I have been thinking lately about the objects that outlast us.
Not in a morbid way. In the way that a well-made teapot outlasts a hundred rushed mornings. In the way that sitting down to make tea with something beautiful changes the quality of the time you spend. The vessel is not separate from the practice—it never has been. In the Way of Tea, what you hold shapes what you receive.
Wood season has a particular relationship with craft objects. The element that governs becoming also governs the maker’s impulse. A thing made slowly, with attention, carries something of that attention forward into every use. A teapot thrown by hand in spring is not the same as one pulled from a warehouse shelf. You can feel the difference before the water is even poured.
Five Element Insights
The Season of Becoming
Wood is the element of vision. The kind you put into the world with your hands, not just hold in your mind.
Wood governs spring because spring is when what has been forming underground finally breaks through. The seed doesn’t deliberate about becoming a tree. It grows toward the light. The seeing and the growing are the same movement.
In Chinese medicine, Wood governs the liver, the organ responsible for planning, for the smooth flow of qi, for taking what’s stored and setting it in motion. When Wood energy is flowing well, there is clarity about direction and the capacity to actually move there. Vision without paralysis. Purpose without rigidity.
Wood’s characteristic imbalance lives in the gap between those two things. The person who can see exactly what they want and still can’t move toward it. The dreamer who never quite becomes the maker. Spring has a way of sharpening that gap.

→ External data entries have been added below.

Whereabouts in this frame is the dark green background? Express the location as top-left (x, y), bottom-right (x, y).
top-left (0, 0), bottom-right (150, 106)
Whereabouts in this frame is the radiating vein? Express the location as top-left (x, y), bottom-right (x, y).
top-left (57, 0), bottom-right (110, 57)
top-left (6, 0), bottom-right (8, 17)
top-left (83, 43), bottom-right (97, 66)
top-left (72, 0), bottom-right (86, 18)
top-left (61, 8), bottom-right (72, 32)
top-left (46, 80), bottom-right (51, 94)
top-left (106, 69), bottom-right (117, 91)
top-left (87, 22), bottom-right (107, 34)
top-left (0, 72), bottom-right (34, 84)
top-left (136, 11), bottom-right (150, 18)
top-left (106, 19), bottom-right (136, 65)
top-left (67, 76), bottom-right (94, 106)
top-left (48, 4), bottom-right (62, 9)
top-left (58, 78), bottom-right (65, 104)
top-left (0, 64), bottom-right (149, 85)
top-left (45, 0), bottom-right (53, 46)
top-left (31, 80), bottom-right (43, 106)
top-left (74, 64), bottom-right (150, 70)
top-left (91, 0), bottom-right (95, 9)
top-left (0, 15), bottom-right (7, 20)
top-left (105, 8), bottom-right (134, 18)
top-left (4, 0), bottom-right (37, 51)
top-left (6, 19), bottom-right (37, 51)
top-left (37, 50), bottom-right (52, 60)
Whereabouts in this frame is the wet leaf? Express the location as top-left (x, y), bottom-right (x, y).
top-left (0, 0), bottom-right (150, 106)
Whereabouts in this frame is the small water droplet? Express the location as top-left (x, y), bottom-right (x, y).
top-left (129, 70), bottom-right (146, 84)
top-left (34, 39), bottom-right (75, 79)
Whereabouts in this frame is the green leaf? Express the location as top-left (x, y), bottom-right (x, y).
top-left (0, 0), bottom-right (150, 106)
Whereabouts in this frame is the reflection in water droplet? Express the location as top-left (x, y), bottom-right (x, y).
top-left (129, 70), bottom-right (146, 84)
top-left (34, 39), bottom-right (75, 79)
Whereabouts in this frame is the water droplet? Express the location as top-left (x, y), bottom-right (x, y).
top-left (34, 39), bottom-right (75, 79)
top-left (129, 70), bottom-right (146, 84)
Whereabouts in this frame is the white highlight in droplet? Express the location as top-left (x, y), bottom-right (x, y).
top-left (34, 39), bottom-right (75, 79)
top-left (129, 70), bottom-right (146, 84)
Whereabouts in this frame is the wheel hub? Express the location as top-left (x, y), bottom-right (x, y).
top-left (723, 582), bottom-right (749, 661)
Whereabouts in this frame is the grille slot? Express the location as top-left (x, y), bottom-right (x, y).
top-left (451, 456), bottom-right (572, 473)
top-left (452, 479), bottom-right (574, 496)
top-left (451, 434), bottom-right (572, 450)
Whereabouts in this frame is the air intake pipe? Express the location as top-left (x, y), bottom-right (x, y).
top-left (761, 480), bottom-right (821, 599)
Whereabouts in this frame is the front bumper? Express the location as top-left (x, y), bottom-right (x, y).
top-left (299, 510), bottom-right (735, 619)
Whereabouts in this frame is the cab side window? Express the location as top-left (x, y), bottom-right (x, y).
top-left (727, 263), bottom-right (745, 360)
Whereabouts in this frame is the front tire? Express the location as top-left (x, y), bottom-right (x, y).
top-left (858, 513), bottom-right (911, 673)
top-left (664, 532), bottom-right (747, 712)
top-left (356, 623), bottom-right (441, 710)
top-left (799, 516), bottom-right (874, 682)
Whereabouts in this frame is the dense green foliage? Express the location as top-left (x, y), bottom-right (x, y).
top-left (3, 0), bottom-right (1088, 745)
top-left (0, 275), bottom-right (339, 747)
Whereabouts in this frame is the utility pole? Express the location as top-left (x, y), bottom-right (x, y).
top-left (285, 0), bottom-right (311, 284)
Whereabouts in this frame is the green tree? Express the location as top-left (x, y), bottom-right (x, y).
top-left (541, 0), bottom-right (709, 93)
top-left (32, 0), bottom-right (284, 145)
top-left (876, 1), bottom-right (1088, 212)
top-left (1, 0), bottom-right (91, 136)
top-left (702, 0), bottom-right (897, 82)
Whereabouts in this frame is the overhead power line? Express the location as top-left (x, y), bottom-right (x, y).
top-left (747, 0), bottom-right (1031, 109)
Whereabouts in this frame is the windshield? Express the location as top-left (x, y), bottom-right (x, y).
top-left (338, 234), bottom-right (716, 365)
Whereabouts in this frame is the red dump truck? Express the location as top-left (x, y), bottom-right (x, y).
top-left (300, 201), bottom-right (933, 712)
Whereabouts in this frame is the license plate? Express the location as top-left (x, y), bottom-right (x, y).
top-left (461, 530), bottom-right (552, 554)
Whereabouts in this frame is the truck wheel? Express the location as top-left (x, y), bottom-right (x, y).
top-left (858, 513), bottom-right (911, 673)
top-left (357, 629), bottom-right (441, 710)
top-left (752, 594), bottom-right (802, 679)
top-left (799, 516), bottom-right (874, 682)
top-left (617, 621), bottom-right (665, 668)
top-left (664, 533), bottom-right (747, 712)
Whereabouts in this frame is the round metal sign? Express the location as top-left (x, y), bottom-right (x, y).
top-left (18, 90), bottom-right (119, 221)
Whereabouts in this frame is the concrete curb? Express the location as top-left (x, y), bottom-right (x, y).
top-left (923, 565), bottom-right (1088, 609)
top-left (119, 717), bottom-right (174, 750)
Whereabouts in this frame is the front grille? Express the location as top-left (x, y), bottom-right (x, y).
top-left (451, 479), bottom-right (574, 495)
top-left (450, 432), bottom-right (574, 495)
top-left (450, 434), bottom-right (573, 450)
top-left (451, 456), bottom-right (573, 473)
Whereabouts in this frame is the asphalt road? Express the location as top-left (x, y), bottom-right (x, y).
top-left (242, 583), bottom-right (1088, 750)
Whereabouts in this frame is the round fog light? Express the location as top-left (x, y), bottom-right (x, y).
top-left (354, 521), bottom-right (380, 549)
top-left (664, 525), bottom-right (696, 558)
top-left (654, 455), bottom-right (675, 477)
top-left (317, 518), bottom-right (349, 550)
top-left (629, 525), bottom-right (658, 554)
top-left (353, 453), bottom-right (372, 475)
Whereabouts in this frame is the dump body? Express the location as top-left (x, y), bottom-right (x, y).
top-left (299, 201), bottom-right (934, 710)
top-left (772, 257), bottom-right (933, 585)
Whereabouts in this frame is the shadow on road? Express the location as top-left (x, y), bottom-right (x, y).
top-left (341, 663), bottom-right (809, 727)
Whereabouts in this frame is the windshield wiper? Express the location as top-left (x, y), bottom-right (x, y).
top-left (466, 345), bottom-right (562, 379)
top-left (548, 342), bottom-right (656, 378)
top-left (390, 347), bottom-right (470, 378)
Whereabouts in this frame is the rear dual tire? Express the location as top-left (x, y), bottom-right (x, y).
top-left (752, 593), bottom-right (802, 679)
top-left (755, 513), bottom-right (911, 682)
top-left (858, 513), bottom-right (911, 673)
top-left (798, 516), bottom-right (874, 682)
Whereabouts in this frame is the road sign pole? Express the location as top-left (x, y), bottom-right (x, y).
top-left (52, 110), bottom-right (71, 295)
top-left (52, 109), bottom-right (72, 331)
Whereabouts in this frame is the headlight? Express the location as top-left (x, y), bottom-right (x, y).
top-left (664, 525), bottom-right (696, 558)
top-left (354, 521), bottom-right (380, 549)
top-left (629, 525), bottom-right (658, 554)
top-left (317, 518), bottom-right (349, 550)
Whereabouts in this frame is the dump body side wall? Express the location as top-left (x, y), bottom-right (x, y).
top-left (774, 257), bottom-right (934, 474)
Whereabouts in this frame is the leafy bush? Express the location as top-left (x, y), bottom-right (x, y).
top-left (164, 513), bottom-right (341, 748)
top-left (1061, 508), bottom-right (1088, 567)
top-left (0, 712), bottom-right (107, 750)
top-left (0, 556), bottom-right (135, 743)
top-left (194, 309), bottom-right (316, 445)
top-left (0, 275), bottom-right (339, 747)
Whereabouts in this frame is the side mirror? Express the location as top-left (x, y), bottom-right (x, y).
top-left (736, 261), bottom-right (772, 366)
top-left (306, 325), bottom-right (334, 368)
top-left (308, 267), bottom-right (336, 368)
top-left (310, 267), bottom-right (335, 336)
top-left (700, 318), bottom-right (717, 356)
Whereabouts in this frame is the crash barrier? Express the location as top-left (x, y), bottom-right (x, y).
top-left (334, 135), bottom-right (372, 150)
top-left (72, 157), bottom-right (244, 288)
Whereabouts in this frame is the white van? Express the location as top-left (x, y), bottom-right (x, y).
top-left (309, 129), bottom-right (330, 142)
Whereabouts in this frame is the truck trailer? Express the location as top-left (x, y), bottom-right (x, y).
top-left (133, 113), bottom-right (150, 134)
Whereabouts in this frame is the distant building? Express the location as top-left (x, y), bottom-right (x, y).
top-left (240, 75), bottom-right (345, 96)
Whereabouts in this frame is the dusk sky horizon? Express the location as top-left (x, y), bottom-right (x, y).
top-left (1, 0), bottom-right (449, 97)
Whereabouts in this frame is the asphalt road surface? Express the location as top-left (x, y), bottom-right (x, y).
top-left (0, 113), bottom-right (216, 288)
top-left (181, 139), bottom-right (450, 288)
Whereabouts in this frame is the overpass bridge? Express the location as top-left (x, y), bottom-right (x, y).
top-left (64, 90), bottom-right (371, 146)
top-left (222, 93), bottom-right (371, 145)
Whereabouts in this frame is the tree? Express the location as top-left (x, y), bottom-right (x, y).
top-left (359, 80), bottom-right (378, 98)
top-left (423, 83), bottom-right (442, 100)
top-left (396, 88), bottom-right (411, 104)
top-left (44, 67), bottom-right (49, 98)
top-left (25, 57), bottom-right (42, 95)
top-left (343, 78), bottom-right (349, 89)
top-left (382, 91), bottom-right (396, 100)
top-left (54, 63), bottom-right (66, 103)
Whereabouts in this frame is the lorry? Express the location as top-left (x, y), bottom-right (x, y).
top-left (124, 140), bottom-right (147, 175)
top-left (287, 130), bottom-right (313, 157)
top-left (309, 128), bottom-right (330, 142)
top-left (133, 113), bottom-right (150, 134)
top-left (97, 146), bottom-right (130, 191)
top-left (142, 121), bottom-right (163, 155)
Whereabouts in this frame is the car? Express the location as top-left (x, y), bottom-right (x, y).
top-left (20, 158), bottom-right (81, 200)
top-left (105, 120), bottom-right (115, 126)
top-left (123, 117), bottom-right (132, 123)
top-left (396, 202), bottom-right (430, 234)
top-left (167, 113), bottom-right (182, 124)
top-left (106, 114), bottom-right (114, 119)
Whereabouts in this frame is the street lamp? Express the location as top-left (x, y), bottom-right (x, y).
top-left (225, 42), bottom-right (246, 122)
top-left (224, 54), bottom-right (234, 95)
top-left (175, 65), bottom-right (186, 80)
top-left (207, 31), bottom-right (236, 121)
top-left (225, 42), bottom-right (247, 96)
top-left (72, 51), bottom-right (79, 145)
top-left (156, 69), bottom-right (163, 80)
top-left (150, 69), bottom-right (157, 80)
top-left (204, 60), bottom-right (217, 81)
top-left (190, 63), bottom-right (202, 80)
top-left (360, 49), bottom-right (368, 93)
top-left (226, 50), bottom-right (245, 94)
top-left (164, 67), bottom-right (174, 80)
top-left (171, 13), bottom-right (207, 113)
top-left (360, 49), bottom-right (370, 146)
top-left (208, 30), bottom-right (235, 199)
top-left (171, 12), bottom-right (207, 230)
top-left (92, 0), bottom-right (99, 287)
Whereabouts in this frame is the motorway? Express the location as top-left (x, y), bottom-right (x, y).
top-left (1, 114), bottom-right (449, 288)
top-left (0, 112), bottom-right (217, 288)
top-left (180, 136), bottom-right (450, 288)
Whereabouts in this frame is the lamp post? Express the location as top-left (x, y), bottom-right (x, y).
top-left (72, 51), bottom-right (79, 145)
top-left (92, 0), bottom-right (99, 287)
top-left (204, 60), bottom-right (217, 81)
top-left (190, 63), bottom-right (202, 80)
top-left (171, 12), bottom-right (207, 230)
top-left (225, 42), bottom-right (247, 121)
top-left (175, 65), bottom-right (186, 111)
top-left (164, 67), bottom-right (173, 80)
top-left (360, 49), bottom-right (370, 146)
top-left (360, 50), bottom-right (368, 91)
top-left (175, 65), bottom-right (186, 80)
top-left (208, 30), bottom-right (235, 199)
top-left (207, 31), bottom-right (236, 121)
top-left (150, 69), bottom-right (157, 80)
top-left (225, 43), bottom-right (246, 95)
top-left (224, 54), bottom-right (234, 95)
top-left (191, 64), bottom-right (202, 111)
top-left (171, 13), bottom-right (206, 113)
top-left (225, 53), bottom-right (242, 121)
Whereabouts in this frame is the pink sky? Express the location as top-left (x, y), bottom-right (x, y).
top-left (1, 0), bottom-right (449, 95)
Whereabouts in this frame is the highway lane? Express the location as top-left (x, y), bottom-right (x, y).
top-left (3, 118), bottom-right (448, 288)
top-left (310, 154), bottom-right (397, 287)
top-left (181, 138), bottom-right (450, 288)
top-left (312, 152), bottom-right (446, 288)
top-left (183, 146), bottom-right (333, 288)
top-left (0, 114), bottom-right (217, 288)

What Wood is asking isn’t more vision, and not less. Vision that completes itself in the doing. In the thing you make, choose, or hold with full attention. The plan that becomes the action. The idea that becomes the object.
A teapot made by hand in spring is, in this way, a very Wood thing. Someone saw it before it existed. Then they made it. The vision and the craft are inseparable, and you can feel that in the finished piece every time you pick it up.
This week, before you pour: what is one thing you can see clearly right now that you haven’t yet let yourself begin? You don’t have to answer it aloud. Let it sit with you in the cup. Wood season has a way of moving things forward when you give them a little attention.
This Week in Practice
The Aliveness in the Cup
Spring teas taste like the season looks.
There is a brightness to them, a lift on the front of the palate that isn’t quite sweetness and isn’t quite sharpness. It’s aliveness. A young green tea picked in early spring, a lightly oxidized oolong, a Sheng Puerh from a good year.
Upward moving. Clarifying. The kind of taste that makes you sit up slightly rather than sink in.
The liver governs the smooth upward and outward movement of qi through the body. Spring teas support exactly this—light enough to encourage movement without forcing it, alive enough to meet the season without overwhelming it.
Drinking them in spring feels less like a choice than a correspondence.
Something in the body recognizing something familiar.
What changes when you drink with the season is subtle at first. The practice starts to feel less like a habit and more like a conversation. You notice things: the way a particular tea opens differently on a cold morning versus a warm one, the way your body reaches for something young and green after months of wanting something roasted and slow, the way the cup asks you to be present in a way a travel mug simply never does.
This is where the vessel becomes part of the practice rather than incidental to it. A tea bowl that fits your hands, a pot that pours without thinking. These aren’t luxuries. They’re the difference between a practice that stays on the surface and one that goes somewhere.
Most people who come to tea have already felt this gap without quite naming it. A tea you love, opened quickly into something that doesn’t fit—the wrong weight, the wrong pour, nothing quite landing the way you know it can. The tea is still the tea. But you’re working around something the whole time, and you never quite arrive.
What a good vessel does is remove that friction. It doesn’t improve the tea. It makes you more available to it. There’s nothing to compensate for, nothing to manage. You’re just there with what’s in the cup.
Wood season is a good time to look at this honestly. The element that asks you to move from vision into action also asks you to notice what isn’t quite working and actually do something about it. For some people that’s the tea itself. For others it’s the time of day, the pace, the ritual around it. Sometimes it’s just the pot.
This week, notice what you’re drinking from. Not to judge it—just to notice. Does it fit what you’re trying to do? Does it ask you to slow down, or does it let you stay fast? Wood season moves things forward. Let it.